Different deep learning toolkits may have different ways of automating that tuning, but it's one of the painful things. Which mini batch to use? With replacement, without replacement I already showed you. But which mini batch should I use, how large that should be? Again, not an easy question to answer.
How to compute stochastic gradients. Does anybody know how stochastic gradients are computed for deep network training? Anybody know? There is a very famous algorithm called back propagation. That back propagation algorithm is used to compute a single stochastic gradient.
Some people use the word back prop to mean SGD. But what back prop really means is some kind of algorithm which computes for you a single stochastic gradient. And hence this TensorFlow, et cetera-- these toolkits-- they come up with all sorts of ways to automate the computation of a gradient. Because, really, that's the main thing.
And then other ideas like gradient clipping, and momentum, et cetera. There's a bunch of other ideas. And the theoretical challenges, I mentioned to you already-- proving that it works, that it actually solves what it set out to do. Unfortunately, I was too slow. I couldn't show you the awesome five-line proof that I have that SGD works for neural networks. And theoretical analysis, as I said, it's really laggy.

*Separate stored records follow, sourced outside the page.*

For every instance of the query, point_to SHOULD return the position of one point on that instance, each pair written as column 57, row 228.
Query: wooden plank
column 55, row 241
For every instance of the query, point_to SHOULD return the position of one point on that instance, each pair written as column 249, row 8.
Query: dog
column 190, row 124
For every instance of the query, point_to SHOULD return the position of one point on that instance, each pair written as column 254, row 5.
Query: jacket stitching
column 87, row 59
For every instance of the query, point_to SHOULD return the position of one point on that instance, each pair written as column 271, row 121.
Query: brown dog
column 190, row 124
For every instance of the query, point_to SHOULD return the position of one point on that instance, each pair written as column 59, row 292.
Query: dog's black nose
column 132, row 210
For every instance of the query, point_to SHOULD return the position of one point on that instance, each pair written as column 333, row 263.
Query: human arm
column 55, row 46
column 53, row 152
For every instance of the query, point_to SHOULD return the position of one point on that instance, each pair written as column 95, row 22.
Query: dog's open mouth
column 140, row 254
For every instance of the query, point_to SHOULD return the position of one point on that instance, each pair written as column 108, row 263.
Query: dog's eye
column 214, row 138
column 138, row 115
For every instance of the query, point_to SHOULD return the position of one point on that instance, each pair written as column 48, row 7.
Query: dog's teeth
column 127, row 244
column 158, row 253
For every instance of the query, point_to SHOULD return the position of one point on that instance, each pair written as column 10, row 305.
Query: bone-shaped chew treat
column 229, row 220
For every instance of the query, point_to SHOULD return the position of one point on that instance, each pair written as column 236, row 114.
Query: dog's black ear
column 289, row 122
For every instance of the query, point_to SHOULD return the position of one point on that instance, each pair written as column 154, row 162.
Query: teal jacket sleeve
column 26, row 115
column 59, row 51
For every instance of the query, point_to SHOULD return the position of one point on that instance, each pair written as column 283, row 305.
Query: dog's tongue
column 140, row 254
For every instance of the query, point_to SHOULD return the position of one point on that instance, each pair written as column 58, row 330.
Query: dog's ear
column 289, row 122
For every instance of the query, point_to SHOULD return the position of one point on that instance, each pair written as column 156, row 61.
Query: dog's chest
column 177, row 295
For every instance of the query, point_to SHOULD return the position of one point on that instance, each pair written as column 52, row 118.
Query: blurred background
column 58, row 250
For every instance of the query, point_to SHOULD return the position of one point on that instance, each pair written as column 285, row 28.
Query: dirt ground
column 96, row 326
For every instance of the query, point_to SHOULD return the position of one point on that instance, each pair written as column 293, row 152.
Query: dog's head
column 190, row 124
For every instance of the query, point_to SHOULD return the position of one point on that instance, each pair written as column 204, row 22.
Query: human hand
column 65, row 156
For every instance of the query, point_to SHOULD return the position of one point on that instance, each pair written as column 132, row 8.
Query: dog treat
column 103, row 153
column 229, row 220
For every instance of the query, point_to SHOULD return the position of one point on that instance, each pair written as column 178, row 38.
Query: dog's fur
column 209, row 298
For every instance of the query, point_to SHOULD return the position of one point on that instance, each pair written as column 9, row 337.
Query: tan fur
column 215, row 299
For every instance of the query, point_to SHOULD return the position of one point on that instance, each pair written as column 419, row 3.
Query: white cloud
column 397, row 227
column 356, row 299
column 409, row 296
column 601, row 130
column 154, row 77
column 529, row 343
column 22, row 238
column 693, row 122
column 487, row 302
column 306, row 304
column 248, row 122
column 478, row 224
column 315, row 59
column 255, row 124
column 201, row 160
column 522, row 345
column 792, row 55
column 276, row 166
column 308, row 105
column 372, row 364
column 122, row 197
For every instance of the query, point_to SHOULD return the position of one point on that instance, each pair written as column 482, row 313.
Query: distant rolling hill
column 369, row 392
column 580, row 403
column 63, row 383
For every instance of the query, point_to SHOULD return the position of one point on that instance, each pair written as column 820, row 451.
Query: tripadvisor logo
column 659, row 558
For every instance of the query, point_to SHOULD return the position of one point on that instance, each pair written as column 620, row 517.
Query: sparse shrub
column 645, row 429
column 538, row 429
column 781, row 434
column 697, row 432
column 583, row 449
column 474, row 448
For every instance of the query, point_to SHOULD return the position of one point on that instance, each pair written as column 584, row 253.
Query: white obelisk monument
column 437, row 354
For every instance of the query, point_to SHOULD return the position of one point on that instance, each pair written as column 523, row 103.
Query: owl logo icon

My proof also uses the with replacement. And the without replacement version, which is the one that is actually implemented, there's very little progress on that. There is some progress. There's a bunch of papers, including from our colleagues at MIT, but it's quite unsolved.
And the biggest question, which most of the people in machine learning are currently excited about these days is stuff like, why does SGD work so well for neural networks? We use this crappy optimization method, it very rapidly does some fitting-- the data is large, neural network is large, and then this neural network ends up having great classification performance. Why is that happening? It's called trying to explain-- build a theory of generalization. Why does an SGD-trained neural network work better than neural networks train with more fancy optimization methods?
It's a mystery, and most of the people who take interest in theoretical machine learning and statistics, that is one of the mysteries they're trying to understand. So I think that's my story of SGD. And this is the part we skipped, but it's OK. The intuition behind SGD is much more important in this.
So I think we can close.
PROFESSOR STRANG: Thank you.
[APPLAUSE]
And maybe I can learn the proof for Monday's lecture.
PROFESSOR SRA: Exactly. Yeah, I think so. That'll be great.
Problem for Lecture 25
From textbook Section VI.5
1. Suppose we want to minimize \(F(x,y)=y^2+(y-x)^2\). The actual minimum is \(F=0\) at \((x^\ast, y^\ast)=(0,0)\). Find the gradient vector \(\boldsymbol{\nabla F}\) at the starting point \((x_0, y_0)=(1,1)\). For full gradient descent (not stochastic) with step \(s=\frac{1}{2}\), where is \((x_1, y_1)\)?